Wie viel Schweiz steckt in der Swiss? Diese Frage muss sich die Fluggesellschaft seit der Übernahme durch die deutsche Lufthansa-Gruppe im Jahr 2005 gefallen lassen. Jetzt zeigt ein brisantes internes Papier, das dem «Handelsblatt» vorliegt, dass die Lufthansa die Swiss weiter verdeutschen will.
Demnach sollen zentrale Funktionen wie das Streckennetz, Vertrieb oder Loyalitätsprogramme künftig direkt aus der Lufthansa-Zentrale in Frankfurt (D) gesteuert werden. Die Premium-Airlines – darunter auch die Swiss – müssen diese Kompetenzen abgeben und dürften sich künftig nur noch auf das Erlebnis an Bord konzentrieren. Das Projekt mit dem Namen «Matrix Next Level» soll bereits Anfang 2026 umgesetzt werden.
Harsche Kritik an Lufthansa-Plänen
Der Grund für die Massnahmen: Lufthansa-CEO Carsten Spohr (58) will den Profit und die Passagierzufriedenheit steigern. Einzig die Swiss schreibt schwarze Zahlen – alle anderen Lufthansa-Airlines hinken hinterher. Deshalb ist man in Frankfurt überzeugt: Es muss sich etwas ändern.
Gerald Wissel vom Luftfahrtberatungsunternehmen Airborne Consulting kritisiert die Pläne der Lufthansa-Gruppe gegenüber dem «Handelsblatt» deutlich: «Es passt einfach nicht zusammen, dass der CEO einer Gruppen-Airline für Umsatz und Ergebnis zuständig ist, aber gleichzeitig nicht mehr alleine über Flotte, Flugplan und Preisgestaltung entscheiden darf.» Er sieht eine düstere Zukunft für die Swiss: «Zur Ehrlichkeit gehört, offen zu sagen, dass die einzelnen Airlines nur noch Produktionsplattformen sind.»
Das sagt die Swiss
Auf Anfrage der Handelszeitung schreibt die Swiss: «Wir können bestätigen, dass die Lufthansa Group gemeinsam mit den Konzernairlines ihre Organisationsstruktur überarbeitet. Als Teil der Lufthansa Group wird auch geprüft, in welchen Bereichen wir noch mehr von den Synergien einer starken Gruppe profitieren können.» Da diese Arbeiten «noch im Gange» seien, können weitere Details nicht veröffentlicht werden. Die Swiss-Medienstelle legt Wert auf folgenden Satz: «Wichtig ist uns aber zu sagen, dass die Swiss als starke Airline bestehen bleibt. In Zukunft soll sie weiterhin Entscheide für ihr Angebot selbst fällen können.»

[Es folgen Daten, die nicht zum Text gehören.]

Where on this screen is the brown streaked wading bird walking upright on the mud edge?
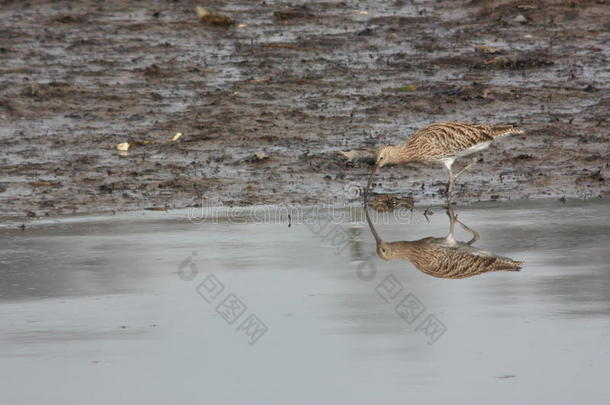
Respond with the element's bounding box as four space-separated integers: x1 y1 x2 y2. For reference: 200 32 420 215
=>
373 121 523 199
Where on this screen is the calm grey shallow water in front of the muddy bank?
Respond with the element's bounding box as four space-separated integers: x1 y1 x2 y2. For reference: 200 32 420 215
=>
0 201 610 405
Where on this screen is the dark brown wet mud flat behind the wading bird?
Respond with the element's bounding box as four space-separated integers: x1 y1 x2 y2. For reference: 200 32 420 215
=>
0 0 610 217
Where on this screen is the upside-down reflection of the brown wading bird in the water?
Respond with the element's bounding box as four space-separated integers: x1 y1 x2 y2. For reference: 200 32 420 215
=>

Kein Wunder, hat die Swiss keine Lust auf Befehle aus Frankfurt. Als einzige Airline, die regelmässig fette Gewinne einstreicht, will sie wohl weiterhin selber entscheiden, welche Ziele sie anfliegt, welche Flugzeuge sie dafür einsetzt und wie sie ihre treusten Kunden bei Laune hält. Gegen aussen will die Lufthansa-Tochter den Familienfrieden wahren und betont: Man sitze bei der Ausarbeitung der Organisationsstruktur mit am Tisch, heisst es. Eine profitable Lufthansa-Gruppe sei auch im Interesse der Swiss. «Eine Zusammenarbeit ist für uns innerhalb der Gruppe selbstverständlich und auch nichts Neues.»
Gegenüber der Nachrichtenagentur AWP erklärte die Lufthansa, Ziel des gruppenweiten Umstrukturierungsprogramms «Matrix Next Level» seien eine bessere Organisationsstruktur und bessere Arbeitsprozesse. Die Netzwerkgesellschaften sollten in den Gremien repräsentiert und damit in alle Entscheidungsprozesse eingebunden werden. Zu Details äusserte sich das Unternehmen nicht.

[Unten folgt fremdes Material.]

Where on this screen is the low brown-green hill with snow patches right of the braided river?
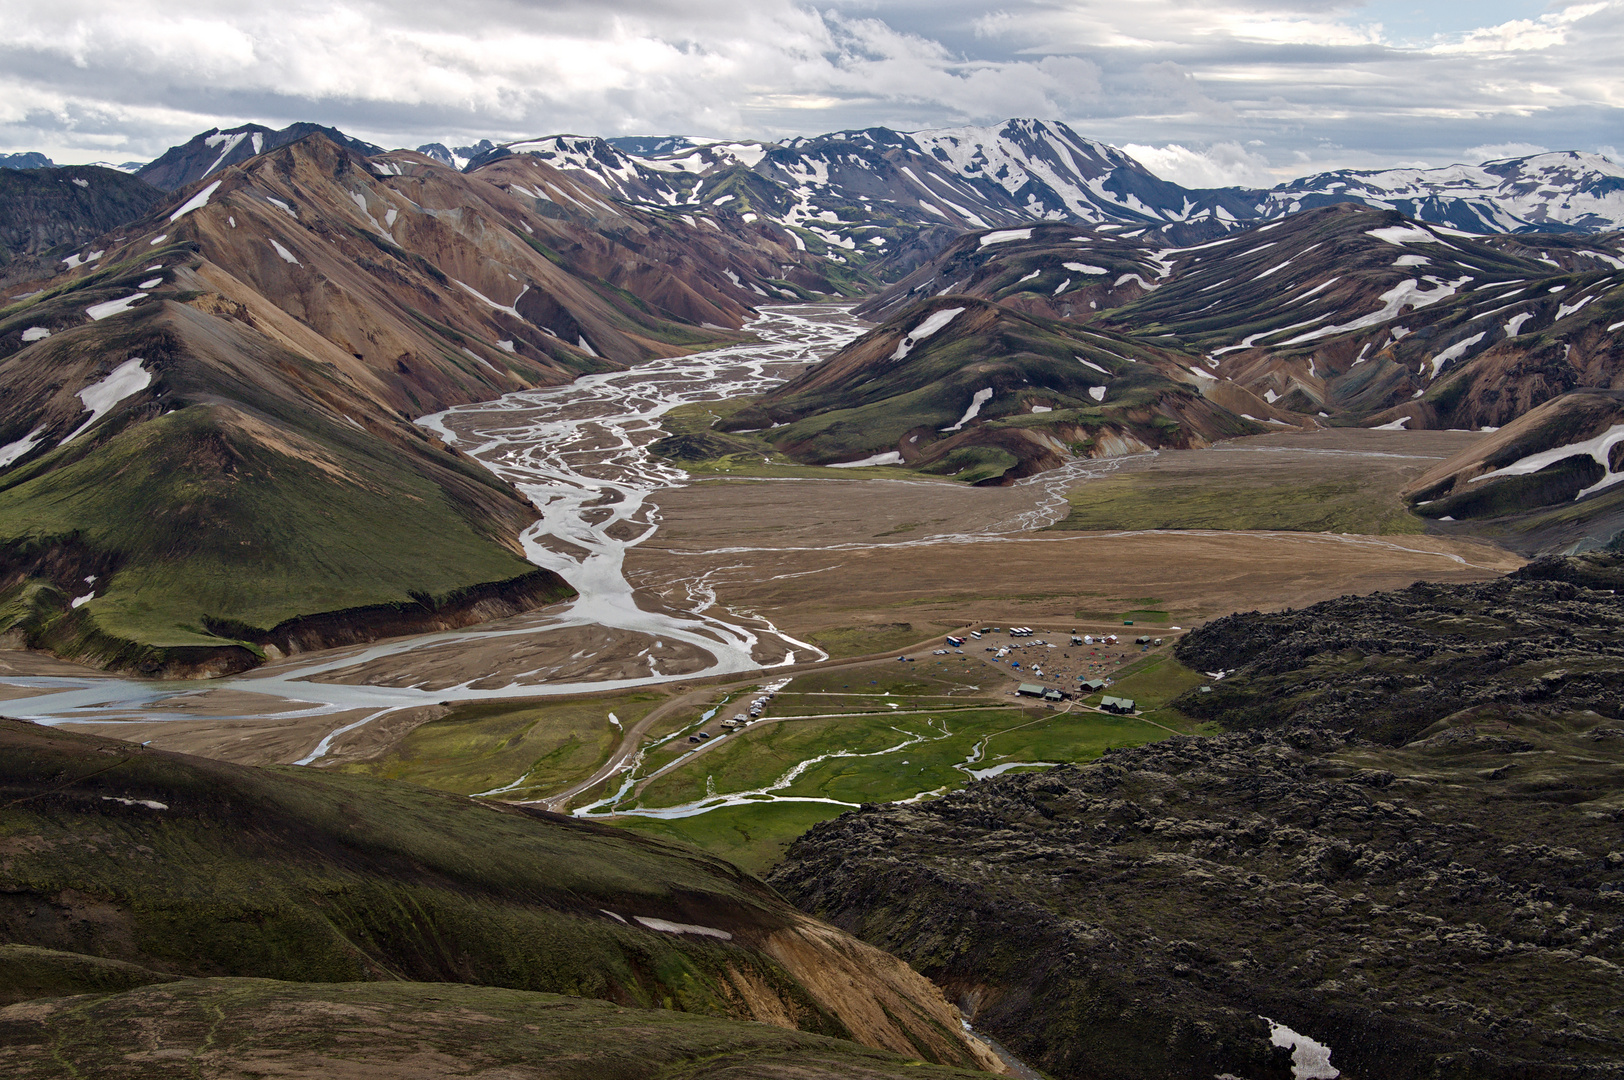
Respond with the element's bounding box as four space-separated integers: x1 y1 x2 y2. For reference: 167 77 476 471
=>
719 296 1263 484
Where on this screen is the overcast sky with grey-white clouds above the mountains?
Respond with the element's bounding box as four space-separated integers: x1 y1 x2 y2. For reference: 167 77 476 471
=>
0 0 1624 185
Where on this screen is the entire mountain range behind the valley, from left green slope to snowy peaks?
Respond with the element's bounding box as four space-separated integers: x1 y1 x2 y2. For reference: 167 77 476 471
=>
0 120 1624 674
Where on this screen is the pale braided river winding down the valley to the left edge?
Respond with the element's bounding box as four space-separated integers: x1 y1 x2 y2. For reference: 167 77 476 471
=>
0 304 866 740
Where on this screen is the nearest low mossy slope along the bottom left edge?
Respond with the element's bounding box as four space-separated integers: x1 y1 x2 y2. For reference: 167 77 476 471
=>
0 979 984 1080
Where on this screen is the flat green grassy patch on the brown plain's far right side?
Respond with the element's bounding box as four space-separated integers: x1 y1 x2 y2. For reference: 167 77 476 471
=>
1052 473 1426 534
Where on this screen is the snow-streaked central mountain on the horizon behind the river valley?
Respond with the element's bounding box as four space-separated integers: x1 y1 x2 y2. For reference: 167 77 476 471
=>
468 120 1260 270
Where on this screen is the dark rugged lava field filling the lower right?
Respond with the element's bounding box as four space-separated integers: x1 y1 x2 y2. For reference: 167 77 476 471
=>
770 557 1624 1080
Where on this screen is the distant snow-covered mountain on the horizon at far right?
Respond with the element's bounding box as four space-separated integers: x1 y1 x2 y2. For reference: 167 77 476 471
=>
1257 151 1624 234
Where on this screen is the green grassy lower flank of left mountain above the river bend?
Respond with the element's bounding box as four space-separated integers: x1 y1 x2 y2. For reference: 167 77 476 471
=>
0 406 533 645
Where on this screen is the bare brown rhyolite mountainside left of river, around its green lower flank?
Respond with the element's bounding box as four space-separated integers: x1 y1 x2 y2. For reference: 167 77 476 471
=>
0 135 837 674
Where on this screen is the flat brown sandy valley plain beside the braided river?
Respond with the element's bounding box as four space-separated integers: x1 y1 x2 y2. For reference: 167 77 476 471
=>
0 430 1523 763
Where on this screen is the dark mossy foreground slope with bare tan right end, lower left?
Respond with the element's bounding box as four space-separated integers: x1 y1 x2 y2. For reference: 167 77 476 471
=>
0 721 976 1064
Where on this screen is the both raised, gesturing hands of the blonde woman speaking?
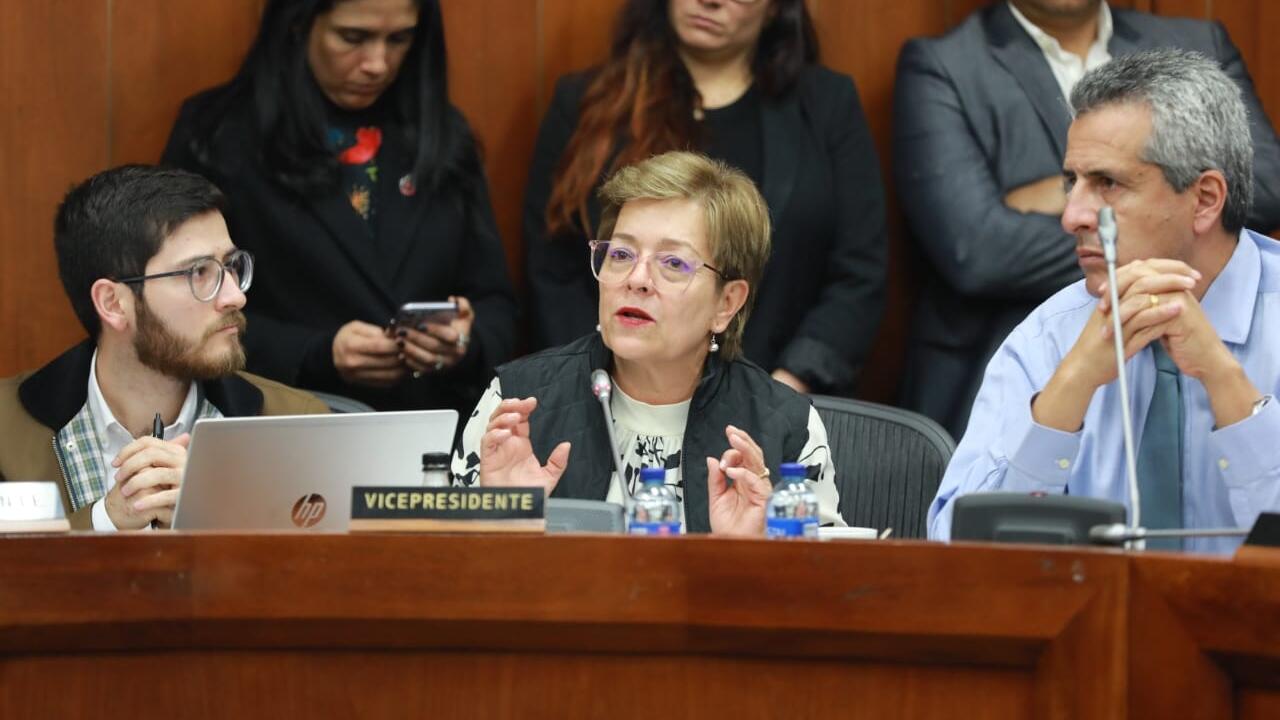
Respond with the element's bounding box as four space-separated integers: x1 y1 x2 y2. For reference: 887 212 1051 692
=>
480 397 773 537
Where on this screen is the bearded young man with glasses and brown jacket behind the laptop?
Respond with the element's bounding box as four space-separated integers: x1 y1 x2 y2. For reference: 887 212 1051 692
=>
0 165 328 530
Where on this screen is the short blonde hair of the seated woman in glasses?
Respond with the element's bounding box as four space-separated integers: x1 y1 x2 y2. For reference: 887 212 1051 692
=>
599 151 772 360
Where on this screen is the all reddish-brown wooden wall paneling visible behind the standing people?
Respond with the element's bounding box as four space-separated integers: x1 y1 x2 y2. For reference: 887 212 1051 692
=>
10 0 1280 401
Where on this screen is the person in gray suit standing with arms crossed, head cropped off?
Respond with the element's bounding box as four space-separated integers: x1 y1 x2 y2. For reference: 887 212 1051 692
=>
893 0 1280 439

Zur Lufthansa-Gruppe gehören neben der Swiss die Airlines Lufthansa, Austrian, Brussels, Discover, ITA Airways, CityLine, City Airlines, Air Dolomiti, Eurowings sowie die Ferienfluggesellschaft Edelweiss Air.
Ob in der Schweiz wegen den Lufthansa-Plänen Jobs verloren gehen, ist unklar. Die Swiss wollte sich dazu gegenüber der Handelszeitung nicht weiter äussern.